Many companies advance payment of paid time off--vacation, personal and sick time--before it is earned. These same companies say employees must repay time owed if they leave before earning the advanced time. What happens if the employee does not fully repay the debt? Many companies write off the time. Even if the employee repays the full amount, the company lent the money interest free.
Unemployment compensation is often viewed as a "cost of doing business." It's like FICA tax--you just have to pay it. Not so! Even if your state awards a claimant payment, do not overlook the benefit of appealing the case by requesting a hearing--you do not necessarily need a lawyer to represent you.
Going from hourly to exempt status is like a leap of faith. Changing how you view your paycheck is a major mind stretch. It's no longer "What is my hourly rate" but "What is my salary?" Who cares how many "extra" hours you work--it comes with the territory. Failure to change mind-set will impede a new manager's success. Managers shouldn't record extra hours worked as "comp" time on their time cards, nor should managers be given a day off with pay after they accumulated eight of these "comp" hours. This practice sends a mixed signal.
It's an occupational hazard. If you work in HR, then you may be a suspect if "sensitive" information is leaked. HR staff might leak information; however, there is another way leaks could occur. If you use volunteers to file and do other work that enables them to see salaries and related information, add them to your "suspect" list.

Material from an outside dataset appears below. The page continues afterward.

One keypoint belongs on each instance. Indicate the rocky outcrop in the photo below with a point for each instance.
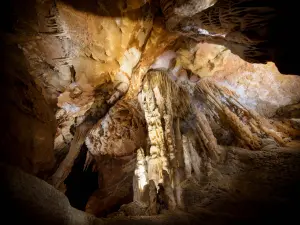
(249, 28)
(174, 128)
(29, 124)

COBRA entitles employees--under certain conditions--to continue to receive benefits. Noncompliance by employers can become very costly. Most employers process paperwork before an employee terminates. However, some employers handle all processing by mail. If you fall into the latter category, you will spend an inordinate amount of time tracking down eligible employees. You are also exposing yourself to legal difficulties if you fail to fulfill COBRA obligations. It is smarter to "COBRAize" employees before their last work day.
Complacency breeds expensive benefits. Especially if you have one agent of record for your group insurance plans. You might be pleasantly surprised at the amount of savings you'll realize by obtaining competitive bids. Competition has a way of lowering costs, or at least ensuring you are receiving the best buy possible.
Does this sound familiar? The insurance company offers a "free" benefit to your organization. They will do all the work; HR only has to distribute information and allow employees to pay for the benefit through payroll deduction.
I'm not against expanding benefits; however, even "free" benefits cost time and money. By distributing information, HR endorses the product. Who will answer employee questions if the vendor isn't responsive? What happens if the employee is dissatisfied with the service or product? Finally, there is a payroll cost. If you are offered a "free" benefit, you may want to request a processing fee from the insurance company for offering their service or product.
It's common for organizations to reimburse employees for the underpayments. Would you believe some companies are reluctant to request payment if an employee was overpaid?
Many organizations require a doctor's note to verify legitimacy of an illness if an employee is out for more than three work days. Some organizations require a doctor's note for every illness, or if they suspect an employee is abusing time. They believe they "got" the abuser. Think again.
A doctor's note policy may give the abuser a legitimate out if he or she can easily obtain a note. Also, you may be unfair to good attenders if you require a doctor's note for all illnesses. Using a doctor's note as part of a disciplinary process could also involve you in a discrimination complaint. Controlling absenteeism is not as simple as a "doctor's note."